The White House has harshly criticized the European Union for fining Apple $570 million under the Digital Markets Act (DMA). U.S. officials described the fine as “economic extortion” and accused the EU of unfairly targeting American companies.
“This kind of extraterritorial regulation will not be tolerated by the United States,” a White House spokesperson said. They argued that these actions harm innovation, hurt global competition, and create barriers to free trade.

EU Defends Its Actions Against Apple
In response, the EU defended its decision. Antitrust chief Teresa Ribera stated that Apple and Meta failed to meet their obligations under the DMA. She emphasized that the fines protect European consumers and promote a fair digital market.
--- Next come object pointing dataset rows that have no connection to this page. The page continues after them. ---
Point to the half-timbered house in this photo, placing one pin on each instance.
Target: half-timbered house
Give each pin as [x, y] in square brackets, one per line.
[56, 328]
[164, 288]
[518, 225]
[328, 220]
The European Commission had initially planned a larger fine but reduced it to avoid provoking retaliation from former U.S. President Donald Trump. Despite the adjustment, tensions have resurfaced between the two sides.
Apple Plans to Appeal the Decision
Apple has announced its intention to appeal the fine. The company claims it has followed regulations and believes the EU shows bias, especially in its support for European companies like Spotify.
Although neither Apple nor the EU has commented on the White House’s remarks, the confrontation suggests worsening relations between U.S. and EU regulators.
What Lies Ahead
Apple now has 60 days to settle the fine or face additional penalties. As the deadline nears, pressure is building on both sides. The White House’s strong statement signals that the U.S. may take further action if the EU continues targeting American tech giants.
The outcome could shape future digital trade policies—and determine how the world’s biggest tech companies operate across borders.